Read this: AI is training itself on Hollywood's subtitles more than its scripts
A report from The Atlantic found every Best Picture nominee from 1950 to 2016, at least 616 episodes of The Simpsons, and more in an AI training set.
Screenshot: NetflixNot even those crazy, could-only-come-from-a-human-brain subtitles like “tentacles roiling wetly” from Stranger Things are safe from the AI slop pile. A new report from The Atlantic asserts that scriptwriters anxious about their hard work and proprietary content being used to train the thing that’s trying to take their jobs really have nothing to worry about. It’s just using the subtitles that capture the language they wrote with their human hearts and human brains, not the scripts themselves. See? Much better!
According to the outlet, subtitles from approximately 53,000 movies and 85,000 TV episodes were found in a large AI-training data set used by Apple, Anthropic, Meta, Nvidia, Salesforce, Bloomberg, and more. Among those titles are reportedly every film nominated for Best Picture from 1950 to 2016, at least 616 episodes of The Simpsons, 170 episodes of Seinfeld, 45 episodes of Twin Peaks, and every episode of The Wire, The Sopranos, and Breaking Bad. The set also includes data from books, YouTube video captions, and even subtitles capturing prewritten dialogue from various awards shows.

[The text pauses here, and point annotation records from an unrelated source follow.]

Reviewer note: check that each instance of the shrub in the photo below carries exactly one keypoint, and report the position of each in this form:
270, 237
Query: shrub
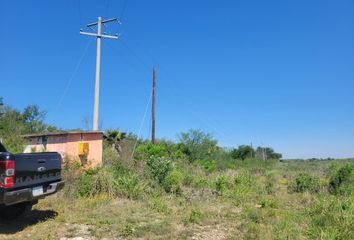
195, 216
173, 182
159, 168
145, 151
197, 145
331, 217
208, 165
221, 184
201, 183
304, 182
341, 181
159, 205
243, 178
129, 186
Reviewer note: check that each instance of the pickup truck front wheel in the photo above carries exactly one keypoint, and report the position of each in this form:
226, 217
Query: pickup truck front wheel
14, 211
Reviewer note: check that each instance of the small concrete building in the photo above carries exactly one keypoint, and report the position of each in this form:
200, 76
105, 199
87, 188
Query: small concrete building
76, 145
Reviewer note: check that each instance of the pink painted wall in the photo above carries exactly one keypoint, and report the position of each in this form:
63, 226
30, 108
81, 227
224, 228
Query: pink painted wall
67, 145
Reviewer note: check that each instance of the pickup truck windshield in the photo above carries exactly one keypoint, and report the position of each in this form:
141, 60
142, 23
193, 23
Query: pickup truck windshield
2, 149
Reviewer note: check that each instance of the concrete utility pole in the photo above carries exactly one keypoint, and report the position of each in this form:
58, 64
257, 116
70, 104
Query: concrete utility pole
153, 106
98, 35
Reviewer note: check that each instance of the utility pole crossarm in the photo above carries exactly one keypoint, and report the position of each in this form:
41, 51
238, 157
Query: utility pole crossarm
98, 35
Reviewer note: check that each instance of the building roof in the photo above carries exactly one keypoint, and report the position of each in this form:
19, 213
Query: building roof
59, 133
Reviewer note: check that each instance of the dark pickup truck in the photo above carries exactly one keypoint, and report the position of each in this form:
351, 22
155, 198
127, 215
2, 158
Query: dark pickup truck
25, 178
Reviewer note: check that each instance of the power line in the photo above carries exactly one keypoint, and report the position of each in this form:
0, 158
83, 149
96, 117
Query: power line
74, 73
125, 3
98, 36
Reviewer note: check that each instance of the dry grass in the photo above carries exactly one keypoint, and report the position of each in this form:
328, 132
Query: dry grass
260, 209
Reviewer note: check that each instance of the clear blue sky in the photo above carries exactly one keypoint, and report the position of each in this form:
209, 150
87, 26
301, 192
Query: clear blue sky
276, 73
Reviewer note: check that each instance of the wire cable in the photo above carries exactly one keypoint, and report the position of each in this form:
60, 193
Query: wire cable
68, 84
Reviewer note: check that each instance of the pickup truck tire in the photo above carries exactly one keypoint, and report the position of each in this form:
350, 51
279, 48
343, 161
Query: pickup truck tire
13, 212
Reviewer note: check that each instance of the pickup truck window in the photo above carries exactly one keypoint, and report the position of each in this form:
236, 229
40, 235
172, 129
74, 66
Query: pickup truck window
2, 148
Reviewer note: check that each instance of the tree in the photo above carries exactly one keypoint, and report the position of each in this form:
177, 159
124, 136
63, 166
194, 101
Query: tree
243, 152
114, 138
267, 153
33, 119
197, 145
11, 128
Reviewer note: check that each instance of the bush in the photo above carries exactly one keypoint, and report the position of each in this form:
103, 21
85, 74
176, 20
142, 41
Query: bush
173, 182
197, 145
145, 151
221, 184
305, 182
331, 218
110, 181
159, 168
195, 216
208, 165
341, 181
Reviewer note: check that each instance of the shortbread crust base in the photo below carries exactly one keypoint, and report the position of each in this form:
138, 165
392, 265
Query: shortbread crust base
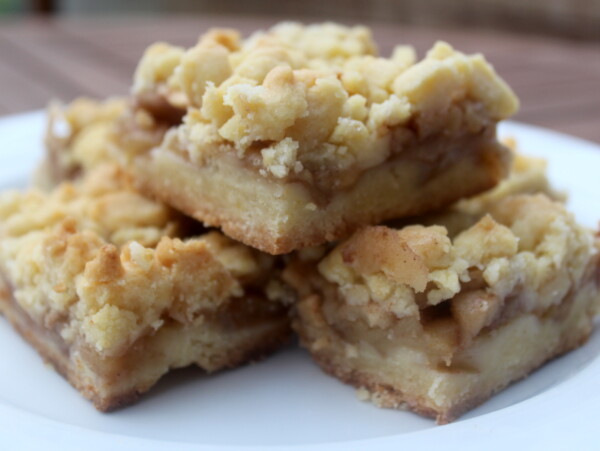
400, 377
222, 341
278, 216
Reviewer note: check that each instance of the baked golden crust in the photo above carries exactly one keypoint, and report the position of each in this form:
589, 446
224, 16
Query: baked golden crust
414, 317
292, 136
106, 285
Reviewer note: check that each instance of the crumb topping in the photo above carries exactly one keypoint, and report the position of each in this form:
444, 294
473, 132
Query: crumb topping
526, 245
78, 135
316, 96
102, 265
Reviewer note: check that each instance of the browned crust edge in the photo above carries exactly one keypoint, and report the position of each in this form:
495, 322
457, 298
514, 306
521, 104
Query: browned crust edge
48, 348
393, 397
275, 340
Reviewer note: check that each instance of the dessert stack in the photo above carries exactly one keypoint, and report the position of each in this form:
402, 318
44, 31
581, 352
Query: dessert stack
295, 180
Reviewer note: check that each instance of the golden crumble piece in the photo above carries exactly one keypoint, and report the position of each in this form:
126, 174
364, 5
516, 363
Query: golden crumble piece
78, 137
441, 324
113, 291
308, 126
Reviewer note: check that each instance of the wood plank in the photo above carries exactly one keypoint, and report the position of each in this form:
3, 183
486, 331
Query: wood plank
557, 80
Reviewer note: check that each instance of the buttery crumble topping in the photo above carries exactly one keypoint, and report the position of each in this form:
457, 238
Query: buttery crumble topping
527, 244
317, 96
98, 262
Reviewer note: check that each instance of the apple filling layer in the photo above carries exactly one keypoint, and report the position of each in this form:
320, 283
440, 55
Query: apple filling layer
96, 278
415, 319
287, 143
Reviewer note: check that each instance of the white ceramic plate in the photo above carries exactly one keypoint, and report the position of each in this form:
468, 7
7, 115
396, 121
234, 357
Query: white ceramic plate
286, 400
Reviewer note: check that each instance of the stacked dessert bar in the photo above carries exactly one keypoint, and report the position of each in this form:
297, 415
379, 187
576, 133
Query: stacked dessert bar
426, 262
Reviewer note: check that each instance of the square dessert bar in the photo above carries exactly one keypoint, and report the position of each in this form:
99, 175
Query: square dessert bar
299, 135
417, 320
114, 290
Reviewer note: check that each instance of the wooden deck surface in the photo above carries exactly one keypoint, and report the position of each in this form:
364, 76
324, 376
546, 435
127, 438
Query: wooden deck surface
558, 81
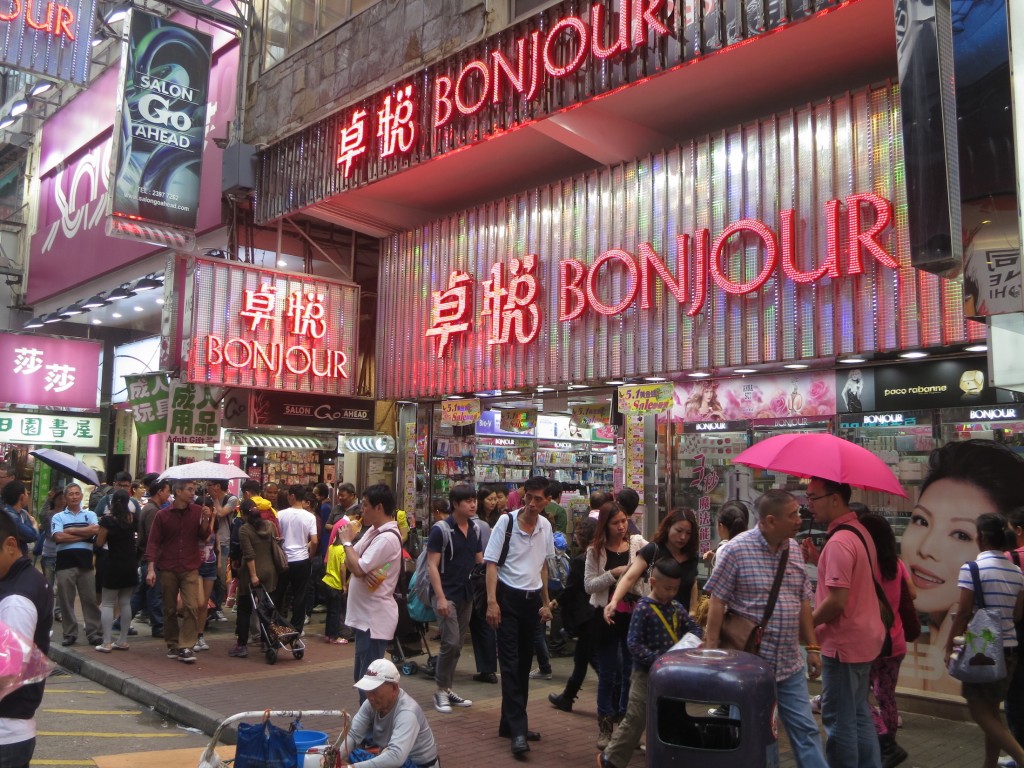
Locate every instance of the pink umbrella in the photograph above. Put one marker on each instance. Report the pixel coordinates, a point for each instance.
(825, 456)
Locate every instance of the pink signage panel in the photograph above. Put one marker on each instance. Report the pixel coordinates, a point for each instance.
(49, 371)
(777, 241)
(264, 329)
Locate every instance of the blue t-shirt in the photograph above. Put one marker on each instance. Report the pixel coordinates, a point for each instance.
(457, 558)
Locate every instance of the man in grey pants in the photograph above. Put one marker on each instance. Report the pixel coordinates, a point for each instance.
(453, 549)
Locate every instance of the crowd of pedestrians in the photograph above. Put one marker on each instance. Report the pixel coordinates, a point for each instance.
(183, 556)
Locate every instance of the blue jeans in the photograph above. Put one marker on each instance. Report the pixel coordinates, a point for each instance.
(851, 740)
(795, 711)
(367, 649)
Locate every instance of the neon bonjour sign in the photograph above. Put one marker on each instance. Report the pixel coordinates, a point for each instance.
(536, 56)
(579, 286)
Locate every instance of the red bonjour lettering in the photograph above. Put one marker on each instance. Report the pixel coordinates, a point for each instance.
(582, 46)
(568, 289)
(700, 279)
(15, 11)
(771, 256)
(501, 65)
(858, 240)
(442, 100)
(597, 25)
(786, 238)
(645, 22)
(649, 258)
(631, 291)
(484, 88)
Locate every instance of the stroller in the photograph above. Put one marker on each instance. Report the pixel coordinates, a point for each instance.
(275, 632)
(410, 637)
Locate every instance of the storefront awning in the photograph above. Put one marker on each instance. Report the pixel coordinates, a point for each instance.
(284, 441)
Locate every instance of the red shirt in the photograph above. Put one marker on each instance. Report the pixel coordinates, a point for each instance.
(174, 539)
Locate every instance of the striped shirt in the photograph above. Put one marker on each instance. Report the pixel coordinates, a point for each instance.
(1001, 582)
(742, 578)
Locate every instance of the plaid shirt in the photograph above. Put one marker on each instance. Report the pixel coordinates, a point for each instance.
(742, 578)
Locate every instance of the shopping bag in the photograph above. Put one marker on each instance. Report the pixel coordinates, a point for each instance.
(264, 745)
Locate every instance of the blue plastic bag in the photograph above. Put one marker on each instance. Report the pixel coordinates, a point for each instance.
(264, 745)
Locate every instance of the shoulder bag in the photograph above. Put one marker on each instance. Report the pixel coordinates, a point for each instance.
(981, 659)
(478, 576)
(740, 633)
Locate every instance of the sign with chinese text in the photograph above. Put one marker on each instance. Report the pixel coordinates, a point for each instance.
(645, 398)
(53, 39)
(590, 416)
(193, 413)
(150, 398)
(47, 429)
(461, 413)
(680, 274)
(261, 329)
(50, 371)
(158, 151)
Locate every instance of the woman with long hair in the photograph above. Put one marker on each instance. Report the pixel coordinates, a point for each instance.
(885, 670)
(608, 558)
(256, 539)
(117, 530)
(1003, 589)
(965, 478)
(676, 538)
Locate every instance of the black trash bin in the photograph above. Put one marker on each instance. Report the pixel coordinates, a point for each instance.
(711, 708)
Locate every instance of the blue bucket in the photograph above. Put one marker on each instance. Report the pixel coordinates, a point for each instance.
(305, 740)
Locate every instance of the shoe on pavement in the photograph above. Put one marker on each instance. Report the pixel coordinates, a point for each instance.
(441, 702)
(456, 700)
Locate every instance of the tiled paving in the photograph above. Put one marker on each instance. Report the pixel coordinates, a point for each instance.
(221, 685)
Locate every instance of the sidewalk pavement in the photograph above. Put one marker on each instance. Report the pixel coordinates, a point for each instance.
(216, 686)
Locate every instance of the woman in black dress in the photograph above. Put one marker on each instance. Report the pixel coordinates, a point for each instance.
(117, 530)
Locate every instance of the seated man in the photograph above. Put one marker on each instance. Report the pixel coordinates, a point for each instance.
(392, 722)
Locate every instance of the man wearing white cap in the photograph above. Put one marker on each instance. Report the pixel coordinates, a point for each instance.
(390, 720)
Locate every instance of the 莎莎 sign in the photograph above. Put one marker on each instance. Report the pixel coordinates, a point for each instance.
(262, 329)
(50, 371)
(53, 39)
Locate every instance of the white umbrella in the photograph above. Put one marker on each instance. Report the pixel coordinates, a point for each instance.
(204, 471)
(68, 464)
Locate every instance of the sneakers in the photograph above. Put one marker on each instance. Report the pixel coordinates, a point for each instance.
(456, 700)
(441, 702)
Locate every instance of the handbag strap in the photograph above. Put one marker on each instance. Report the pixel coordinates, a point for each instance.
(674, 629)
(979, 596)
(773, 595)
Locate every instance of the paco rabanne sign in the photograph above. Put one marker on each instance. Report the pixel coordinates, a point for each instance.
(511, 307)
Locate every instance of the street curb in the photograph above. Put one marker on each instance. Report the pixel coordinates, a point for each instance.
(175, 707)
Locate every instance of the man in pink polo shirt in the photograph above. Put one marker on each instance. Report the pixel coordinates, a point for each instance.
(849, 628)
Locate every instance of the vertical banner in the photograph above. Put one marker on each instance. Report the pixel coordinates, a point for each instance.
(160, 132)
(148, 396)
(194, 413)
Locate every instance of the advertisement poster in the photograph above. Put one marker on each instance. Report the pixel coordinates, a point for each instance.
(755, 397)
(150, 397)
(158, 155)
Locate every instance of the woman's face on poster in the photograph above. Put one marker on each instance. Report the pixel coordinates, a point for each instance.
(940, 538)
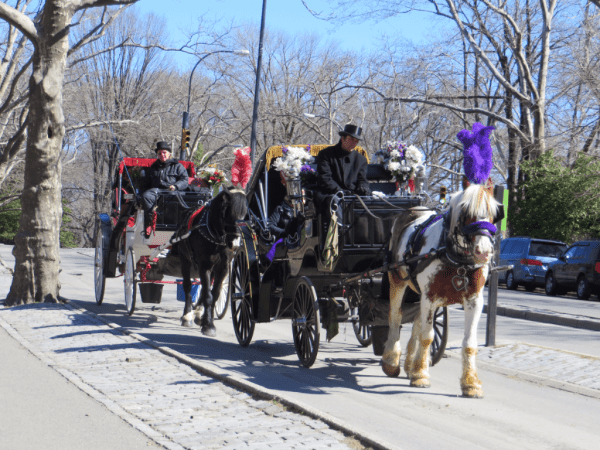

Wanna see if your favorite film or show is included in the set? The Atlantic has a search tool included in their report. (It probably is.)
All of this data comes from a site called OpenSubtitles.org, which started with a noble purpose—to aid Google Translate and other translation tools—but seems like it has always been a bit sketchy copyright-wise. At least someone’s happy about this development; Jörg Tiedemann, one of the data set’s creators, reportedly told The Atlantic that he was perfectly fine with OpenSubtitles being used to further erode the hard work of writers rooms even though that was not his original intention.
So why use subtitles instead of actual screenplays? According to the outlet, subtitles are “valuable because they’re a raw form of written dialogue” that mirror the rhythms and intricacies of spoken conversation. “Well-written speech is a rare commodity in the world of AI-training data, and it may be especially valuable for training chatbots to ‘speak’ naturally,” the report continues. All of which begs the question: if this technology so desperately needs to steal others’ “well-written speech” to use its own voice, should it really be speaking at all?